To deal with highly uncertain and noisy data, for example, biochemical laboratory examinations, a classifier is required to be able to classify an instance into all possible classes and each class is associated with a degree which shows how possible an instance is in that class. According to these degrees, we can discriminate the more possible classes from the less possible classes. The classifier or an expert can pick the most possible one to be the instance class. However, if their discrimination is not distinguishable, it is better that the classifier should not make any prediction, especially when there is incomplete or inadequate data. A fuzzy classifier is proposed to classify the data with noise and uncertainties. Instead of determining a single class for a given instance, fuzzy classification predicts the degree of possibility for every class. Adenomatous polyps are widely accepted to be precancerous lesions and will degenerate into cancers ultimately. Therefore, it is important to generate a predictive method that can identify the patients who have obtained polyps and remove the lesions of them. Considering the uncertainties and noise in the biochemical laboratory examination data, fuzzy classification trees, which integrate decision tree techniques and fuzzy classifications, provide the efficient way to classify the data in order to generate the model for polyp screening.

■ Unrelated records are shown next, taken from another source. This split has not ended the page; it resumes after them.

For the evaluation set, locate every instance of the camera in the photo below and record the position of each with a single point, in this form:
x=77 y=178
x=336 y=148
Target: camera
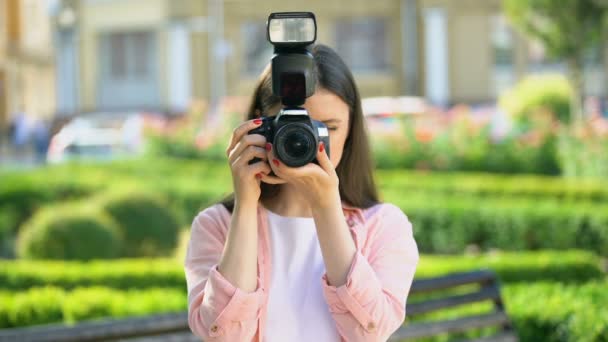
x=294 y=135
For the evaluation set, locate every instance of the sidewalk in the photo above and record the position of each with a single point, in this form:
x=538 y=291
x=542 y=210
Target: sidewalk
x=12 y=160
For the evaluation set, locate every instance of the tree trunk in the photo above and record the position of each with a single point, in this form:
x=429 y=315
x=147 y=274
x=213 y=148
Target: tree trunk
x=575 y=66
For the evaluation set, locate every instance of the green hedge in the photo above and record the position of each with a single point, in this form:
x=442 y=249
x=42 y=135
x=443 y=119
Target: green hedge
x=450 y=211
x=493 y=185
x=544 y=311
x=52 y=304
x=562 y=266
x=119 y=274
x=148 y=226
x=448 y=224
x=69 y=232
x=551 y=311
x=558 y=312
x=571 y=266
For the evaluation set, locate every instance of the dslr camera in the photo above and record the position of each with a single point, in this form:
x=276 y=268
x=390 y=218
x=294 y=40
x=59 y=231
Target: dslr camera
x=295 y=137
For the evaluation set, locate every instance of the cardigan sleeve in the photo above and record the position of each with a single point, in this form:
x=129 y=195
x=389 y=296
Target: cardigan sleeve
x=370 y=306
x=217 y=310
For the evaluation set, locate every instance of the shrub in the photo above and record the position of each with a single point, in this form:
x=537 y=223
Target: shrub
x=54 y=305
x=558 y=312
x=550 y=92
x=478 y=184
x=570 y=266
x=445 y=224
x=147 y=224
x=119 y=274
x=69 y=232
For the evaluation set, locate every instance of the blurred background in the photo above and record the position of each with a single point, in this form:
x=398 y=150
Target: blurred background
x=488 y=118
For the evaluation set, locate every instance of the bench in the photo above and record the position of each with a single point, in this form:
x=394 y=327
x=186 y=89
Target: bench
x=174 y=327
x=488 y=290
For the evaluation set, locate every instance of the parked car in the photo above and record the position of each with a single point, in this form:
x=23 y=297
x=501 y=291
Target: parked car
x=98 y=136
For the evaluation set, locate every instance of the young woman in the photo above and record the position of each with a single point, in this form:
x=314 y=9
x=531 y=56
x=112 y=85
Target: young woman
x=303 y=254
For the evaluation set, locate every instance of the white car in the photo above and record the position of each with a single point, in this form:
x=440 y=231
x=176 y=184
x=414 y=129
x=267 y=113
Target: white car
x=98 y=136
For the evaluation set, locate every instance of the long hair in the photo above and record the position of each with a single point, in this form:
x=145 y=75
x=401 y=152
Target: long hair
x=355 y=170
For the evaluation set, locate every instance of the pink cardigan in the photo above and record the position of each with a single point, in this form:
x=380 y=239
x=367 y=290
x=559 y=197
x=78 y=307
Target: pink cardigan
x=369 y=307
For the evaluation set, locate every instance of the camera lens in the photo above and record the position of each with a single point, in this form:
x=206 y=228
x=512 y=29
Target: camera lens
x=295 y=144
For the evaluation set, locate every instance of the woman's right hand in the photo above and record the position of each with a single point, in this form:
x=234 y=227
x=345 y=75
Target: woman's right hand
x=246 y=177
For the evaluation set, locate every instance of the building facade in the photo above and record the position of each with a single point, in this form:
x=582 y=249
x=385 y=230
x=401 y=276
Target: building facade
x=27 y=74
x=162 y=54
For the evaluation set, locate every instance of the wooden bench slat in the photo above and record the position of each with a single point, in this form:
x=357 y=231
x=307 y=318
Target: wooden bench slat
x=101 y=330
x=436 y=304
x=452 y=280
x=427 y=329
x=504 y=337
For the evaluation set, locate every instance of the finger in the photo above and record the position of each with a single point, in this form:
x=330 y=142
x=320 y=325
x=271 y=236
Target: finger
x=270 y=179
x=273 y=161
x=241 y=130
x=324 y=161
x=248 y=154
x=259 y=170
x=246 y=141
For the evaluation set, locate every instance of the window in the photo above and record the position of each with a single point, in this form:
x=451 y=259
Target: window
x=363 y=43
x=257 y=49
x=129 y=54
x=502 y=47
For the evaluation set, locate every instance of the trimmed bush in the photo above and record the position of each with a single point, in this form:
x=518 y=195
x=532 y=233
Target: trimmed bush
x=545 y=311
x=493 y=185
x=54 y=305
x=148 y=226
x=567 y=266
x=69 y=232
x=558 y=312
x=510 y=267
x=550 y=92
x=551 y=311
x=445 y=224
x=119 y=274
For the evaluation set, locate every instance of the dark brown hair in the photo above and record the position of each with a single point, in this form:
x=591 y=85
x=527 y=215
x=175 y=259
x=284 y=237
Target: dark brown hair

机译:为了处理高度不确定和嘈杂的数据(例如,生化实验室检查),要求分类器能够将实例分类为所有可能的类别,并且每个类别都与一个程度相关联,以显示该实例在该类别中的可能性。根据这些程度,我们可以将更多可能的类别与更少可能的类别区分开。分类器或专家可以选择最可能的一个作为实例类。但是,如果无法区分它们,最好不要对分类器做出任何预测,尤其是在数据不完整或不充分的情况下。提出了一种模糊分类器,对具有噪声和不确定性的数据进行分类。模糊分类不是为给定实例确定单个类别,而是预测每个类别的可能性程度。腺瘤性息肉被广泛认为是癌前病变,最终会退化为癌症。因此,重要的是产生一种预测方法,该方法可以识别获得息肉的患者并去除其病变。考虑到生化实验室检查数据的不确定性和噪声,将决策树技术和模糊分类相结合的模糊分类树提供了有效的方法对数据进行分类,从而生成息肉筛查模型。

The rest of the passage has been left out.